Here is an inequality: $3(10-2x) < 18$. The solution set for this inequality is all the values that can be used in place of $x$ to make the inequality true. Each solution is one value that makes the inequality true.

In order to solve this inequality, we can first solve the related equation $3(10-2x) = 18$ to get the solution $x = 2$. That means 2 is the boundary between values of $x$ that make the inequality true and values that make the inequality false.

To solve the inequality, we can check numbers greater than 2 and less than 2 and see which ones make the inequality true.
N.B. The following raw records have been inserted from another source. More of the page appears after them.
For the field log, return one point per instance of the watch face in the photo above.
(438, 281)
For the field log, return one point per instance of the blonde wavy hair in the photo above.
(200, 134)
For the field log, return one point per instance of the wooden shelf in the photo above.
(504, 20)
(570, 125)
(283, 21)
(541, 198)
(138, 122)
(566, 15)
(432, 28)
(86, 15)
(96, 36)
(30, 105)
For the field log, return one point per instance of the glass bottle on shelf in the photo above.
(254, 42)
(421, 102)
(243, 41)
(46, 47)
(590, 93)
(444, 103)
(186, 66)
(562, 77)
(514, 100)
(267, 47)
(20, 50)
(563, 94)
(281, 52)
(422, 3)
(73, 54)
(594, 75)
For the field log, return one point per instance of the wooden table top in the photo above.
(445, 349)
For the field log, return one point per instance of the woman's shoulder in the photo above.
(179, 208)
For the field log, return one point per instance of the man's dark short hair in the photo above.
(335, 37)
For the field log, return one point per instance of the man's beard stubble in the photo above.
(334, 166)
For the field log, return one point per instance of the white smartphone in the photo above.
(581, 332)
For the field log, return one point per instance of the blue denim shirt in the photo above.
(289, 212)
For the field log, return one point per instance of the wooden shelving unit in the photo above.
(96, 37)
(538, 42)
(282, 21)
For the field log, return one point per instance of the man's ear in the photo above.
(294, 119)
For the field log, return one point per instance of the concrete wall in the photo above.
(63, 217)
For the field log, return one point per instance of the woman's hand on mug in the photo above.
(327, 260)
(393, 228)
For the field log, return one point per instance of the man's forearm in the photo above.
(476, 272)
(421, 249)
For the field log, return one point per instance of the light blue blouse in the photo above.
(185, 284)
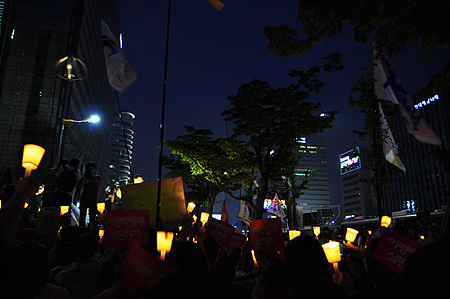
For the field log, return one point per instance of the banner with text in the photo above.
(267, 235)
(124, 225)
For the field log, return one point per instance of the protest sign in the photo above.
(237, 240)
(143, 196)
(142, 270)
(124, 225)
(394, 249)
(219, 230)
(267, 235)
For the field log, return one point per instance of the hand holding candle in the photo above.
(32, 156)
(164, 242)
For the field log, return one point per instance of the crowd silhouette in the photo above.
(68, 261)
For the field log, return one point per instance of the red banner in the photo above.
(124, 225)
(394, 249)
(237, 240)
(267, 235)
(219, 230)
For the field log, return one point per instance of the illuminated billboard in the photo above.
(350, 161)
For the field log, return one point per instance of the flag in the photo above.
(225, 217)
(275, 207)
(389, 88)
(389, 145)
(119, 72)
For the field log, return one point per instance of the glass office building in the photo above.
(33, 94)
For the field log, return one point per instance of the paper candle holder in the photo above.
(294, 234)
(204, 218)
(190, 207)
(332, 251)
(351, 234)
(164, 242)
(101, 207)
(32, 156)
(64, 209)
(385, 221)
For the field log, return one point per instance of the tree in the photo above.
(279, 118)
(390, 24)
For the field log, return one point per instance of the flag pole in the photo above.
(161, 126)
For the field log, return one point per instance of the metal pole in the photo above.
(124, 137)
(161, 126)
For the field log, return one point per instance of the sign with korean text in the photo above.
(219, 230)
(142, 271)
(124, 225)
(237, 240)
(394, 249)
(267, 235)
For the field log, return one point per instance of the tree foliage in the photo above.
(391, 24)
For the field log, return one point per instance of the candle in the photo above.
(293, 234)
(32, 156)
(191, 207)
(164, 242)
(351, 234)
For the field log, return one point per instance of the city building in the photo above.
(424, 186)
(357, 198)
(36, 96)
(119, 167)
(314, 204)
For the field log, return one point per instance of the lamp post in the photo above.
(93, 119)
(71, 63)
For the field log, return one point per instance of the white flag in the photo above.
(120, 74)
(389, 146)
(389, 88)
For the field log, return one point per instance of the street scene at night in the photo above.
(224, 149)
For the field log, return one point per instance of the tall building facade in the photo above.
(357, 198)
(314, 155)
(424, 185)
(119, 167)
(34, 97)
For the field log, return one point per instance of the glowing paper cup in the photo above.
(293, 234)
(164, 242)
(101, 207)
(64, 209)
(191, 207)
(385, 221)
(332, 251)
(316, 230)
(351, 234)
(204, 218)
(32, 156)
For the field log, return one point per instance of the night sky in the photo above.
(212, 53)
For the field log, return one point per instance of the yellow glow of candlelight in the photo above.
(351, 234)
(204, 218)
(316, 230)
(385, 221)
(101, 207)
(164, 242)
(32, 156)
(293, 234)
(64, 209)
(332, 251)
(191, 207)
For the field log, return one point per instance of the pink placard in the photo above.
(395, 249)
(267, 235)
(124, 225)
(219, 230)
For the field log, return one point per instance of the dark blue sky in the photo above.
(212, 53)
Let’s check a number that is greater than 2: $x= 5$. Replacing $x$ with 5 in the inequality, we get $3(10-2 \boldcdot 5) < 18$ or just $0 < 18$. This is true, so $x=5$ is a solution. This means that all values greater than 2 make the inequality true. We can represent the solutions as $x > 2$ and also represent the solutions on a number line:

Notice that 2 itself is not a solution because it's the value of $x$ that makes $3(10-2x)$ ​equal to 18, and so it does not make $3(10-2x) < 18$ true.

For confirmation that we found the correct solution, we can also test a value that is less than 2. If we test $x=0$, we get $3(10-2 \boldcdot 0) < 18$ or just $30 < 18$. This is false, so $x = 0$ and all values of $x$ that are less than 2 are not solutions.